Com uma valorização de 8% em 2020, o dólar deve continuar volátil no curto prazo, segundo especialistas ouvidos pela Rádio BandNews FM. A moeda norte-americana encerrou 2019 cotada a R$ 4,01, mas teve o recorde histórico ontem, quando chegou a marca de R$ 4,38.

Esse foi o maior valor nominal da história, sem considerar a inflação, o que levou o Banco Central a agir para conter mais valorizações por meio de um leilão extra de contratos de swap cambial. Nas casas de câmbio, o dólar-turismo é vendido, na média, a R$ 4,50.

Para o economista e colunista da BandNews FM Luiz Carlos Mendonça de Barros, a queda da taxa básica de juros para 4,25% ao ano contribuiu para o aumento da moeda:

 

Luiz Carlos Mendonça de Barros diz que o dólar não deve ficar abaixo de R$ 4,00 no curto prazo.
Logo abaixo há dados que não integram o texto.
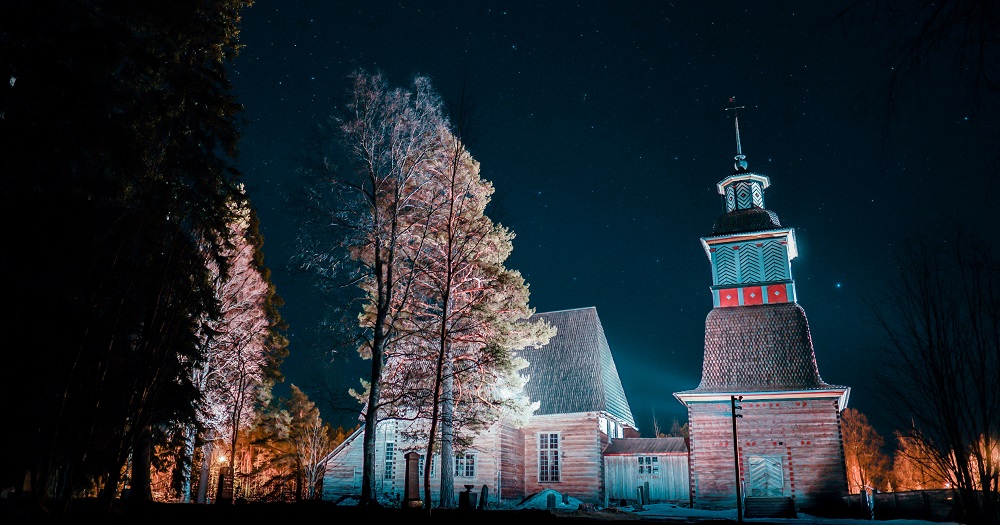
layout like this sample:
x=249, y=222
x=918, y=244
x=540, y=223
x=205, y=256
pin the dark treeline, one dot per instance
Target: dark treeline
x=118, y=138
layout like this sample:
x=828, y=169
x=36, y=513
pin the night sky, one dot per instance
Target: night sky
x=603, y=128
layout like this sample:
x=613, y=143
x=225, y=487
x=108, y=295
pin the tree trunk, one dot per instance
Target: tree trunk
x=142, y=460
x=368, y=496
x=187, y=464
x=447, y=436
x=206, y=466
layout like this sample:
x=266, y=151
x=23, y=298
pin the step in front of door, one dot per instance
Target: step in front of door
x=757, y=507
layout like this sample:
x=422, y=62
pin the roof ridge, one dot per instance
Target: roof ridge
x=567, y=310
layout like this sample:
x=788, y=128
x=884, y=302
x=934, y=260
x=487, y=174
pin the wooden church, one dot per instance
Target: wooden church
x=582, y=409
x=759, y=362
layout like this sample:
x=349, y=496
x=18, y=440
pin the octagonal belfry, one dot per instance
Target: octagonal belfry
x=759, y=356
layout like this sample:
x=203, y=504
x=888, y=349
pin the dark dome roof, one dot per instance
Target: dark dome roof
x=759, y=348
x=746, y=220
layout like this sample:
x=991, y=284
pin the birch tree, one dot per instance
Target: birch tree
x=942, y=362
x=469, y=313
x=311, y=440
x=389, y=139
x=867, y=466
x=243, y=347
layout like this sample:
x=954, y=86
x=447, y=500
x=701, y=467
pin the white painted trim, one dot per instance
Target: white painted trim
x=714, y=397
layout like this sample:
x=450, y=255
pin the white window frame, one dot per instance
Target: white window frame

O economista acredita que o real ainda pode se desvalorizar, mas não deve manter o patamar atual da moeda americana.

Outro fator que influencia na desvalorização da moeda brasileira é o mercado exterior, como explica o especialista do mercado financeiro e colunista da BandNews FM Ricardo Gallo:

 

Além dos fatores externos, como o surto de coronavírus na China e as diferenças das taxas de juros ao redor do mundo, os investidores também acompanham o cenário político nacional.

Para o presidente da Inter B Consultoria Internacional de Negócios e ex-economista principal do Banco Mundial, Claudio Frischtak, qualquer fala mal colocada pode fazer com que o preço do dólar aumente:

Na última quarta-feira (12), o ministro da Economia, Paulo Guedes, causou polêmica ao afirmar que o dólar baixo possibilitava que empregadas domésticas viajassem para os Estados Unidos, o que classificou como: “uma festa danada”.

 

Para Claudio Frischtak, as declarações sobre a política cambial deveriam partir apenas do Banco Central e somente quando extremamente necessárias.